Go to the Advanced Tab after signing into the Workbench. Perform Automated Services for one of your projects (this could take a long time if it’s the first time you are doing it). When it finishes, click on “Database Alias”. Look carefully at the values there. These are the “strings” that are used in your various Jobs to identify databases. Pick the string that is appropriate for the Stage Type that you are working with and slide your cursor over to the right. The “Add” button will allow you to select the desired host/database combination that this abstract string should connect to. In the example noted above, I might assign the string (alias) myODBCdatabase to the host/database combination of QR2H004/HRMAIN. QR2H0004 with Database HRMAIN must be something I have already imported and is viewable in the left navigation pane of the Workbench, or in the Repository Management tab of the Information Server Web Console.
Save it (button on the lower right).
The next time you perform Automated Services, whenever that Stage type with that particular string (myODBCdatabase) is found, Metadata Workbench will use QR2H004/HRMAIN, combined with the fully qualified tablename* in the Stage, to match to a particular Shared Table that has been imported previously.
[* Note… if your tablename is NOT fully qualified, Metadata Workbench will, for most RDBMS Stage Types, pick up and use the value of the Username in order to identify your table]
Are you using Job Parameters? For Design based lineage, Metadata Workbench is smart, and will use the “default values” of those Job Parameters when finding alias “strings” and also when obtaining the fully qualified (schema.tablename) tablenames to use in the linking.
Are you using $PROJDEF? Run the ProcessEnvVars shell or bat file inside of /IBM/InformationServer/ASBNode/bin to obtain the project definitions for use in this algorithm.

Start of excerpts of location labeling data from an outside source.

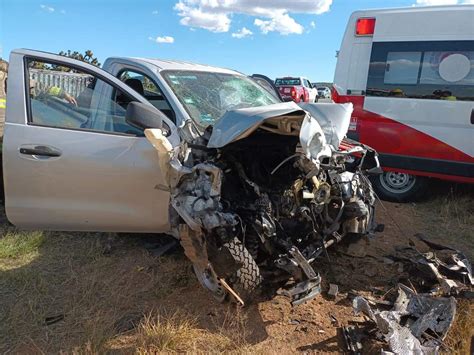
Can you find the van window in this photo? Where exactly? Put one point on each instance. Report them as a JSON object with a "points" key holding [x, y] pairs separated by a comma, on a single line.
{"points": [[437, 70]]}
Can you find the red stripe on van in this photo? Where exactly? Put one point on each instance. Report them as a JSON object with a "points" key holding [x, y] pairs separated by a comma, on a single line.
{"points": [[392, 137]]}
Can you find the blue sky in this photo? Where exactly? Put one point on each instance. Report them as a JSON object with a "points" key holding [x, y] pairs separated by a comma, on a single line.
{"points": [[278, 37]]}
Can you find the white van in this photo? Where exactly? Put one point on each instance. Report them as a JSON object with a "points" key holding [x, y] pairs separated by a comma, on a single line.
{"points": [[410, 74]]}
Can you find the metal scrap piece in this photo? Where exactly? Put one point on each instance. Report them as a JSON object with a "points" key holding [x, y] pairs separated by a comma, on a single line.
{"points": [[421, 314], [352, 338], [333, 290]]}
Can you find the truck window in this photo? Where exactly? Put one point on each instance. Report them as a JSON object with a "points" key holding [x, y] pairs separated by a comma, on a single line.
{"points": [[67, 98], [287, 81], [437, 70], [146, 87]]}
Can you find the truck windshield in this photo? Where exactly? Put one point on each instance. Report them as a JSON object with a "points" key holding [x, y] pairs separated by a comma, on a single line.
{"points": [[206, 96], [287, 81]]}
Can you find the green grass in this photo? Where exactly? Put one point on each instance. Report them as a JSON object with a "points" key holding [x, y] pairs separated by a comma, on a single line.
{"points": [[18, 244]]}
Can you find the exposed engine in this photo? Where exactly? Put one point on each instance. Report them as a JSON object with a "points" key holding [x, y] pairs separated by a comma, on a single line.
{"points": [[265, 206]]}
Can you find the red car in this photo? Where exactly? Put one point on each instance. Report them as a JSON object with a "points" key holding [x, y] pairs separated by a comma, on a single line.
{"points": [[296, 89]]}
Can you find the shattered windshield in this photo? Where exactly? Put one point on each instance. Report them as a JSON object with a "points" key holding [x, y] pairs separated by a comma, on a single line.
{"points": [[206, 96]]}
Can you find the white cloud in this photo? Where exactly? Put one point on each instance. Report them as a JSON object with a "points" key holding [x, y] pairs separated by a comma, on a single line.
{"points": [[163, 39], [442, 2], [47, 8], [195, 17], [242, 33], [281, 23], [215, 15]]}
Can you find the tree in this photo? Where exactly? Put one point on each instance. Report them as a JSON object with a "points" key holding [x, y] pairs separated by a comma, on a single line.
{"points": [[87, 57]]}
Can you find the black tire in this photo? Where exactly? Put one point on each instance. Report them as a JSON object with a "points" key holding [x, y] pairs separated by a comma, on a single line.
{"points": [[399, 187], [248, 277], [245, 280]]}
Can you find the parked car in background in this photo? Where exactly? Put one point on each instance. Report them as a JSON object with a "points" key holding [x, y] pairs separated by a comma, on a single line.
{"points": [[297, 89], [410, 75], [324, 92]]}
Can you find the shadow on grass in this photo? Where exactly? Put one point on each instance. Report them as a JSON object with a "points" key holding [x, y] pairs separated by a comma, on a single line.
{"points": [[90, 292]]}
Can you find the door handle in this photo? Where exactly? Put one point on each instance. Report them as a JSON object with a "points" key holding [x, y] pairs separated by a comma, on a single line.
{"points": [[41, 150]]}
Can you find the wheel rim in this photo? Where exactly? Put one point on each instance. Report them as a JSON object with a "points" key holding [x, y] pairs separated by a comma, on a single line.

Operational Metadata (a whole separate blog entry is needed to discuss OMD) is used to populate the Job Parameter values from “run time”…otherwise the same rules apply. If you are just starting, get to know lineage w/o worrying about OMD. That’s an advanced topic. Understand how database alias works by performing Automated Services, reviewing the Database Alias page in the Workbench, doing the assignment and running Automated Services again. Once it is complete, go to the actual table using the navigator frame at the left (open the Host tree and find the table) and right mouse and select “data lineage”. If it is a source, select “where does this go to”…..if it is a target, select “where did this come from”…… and validate your results.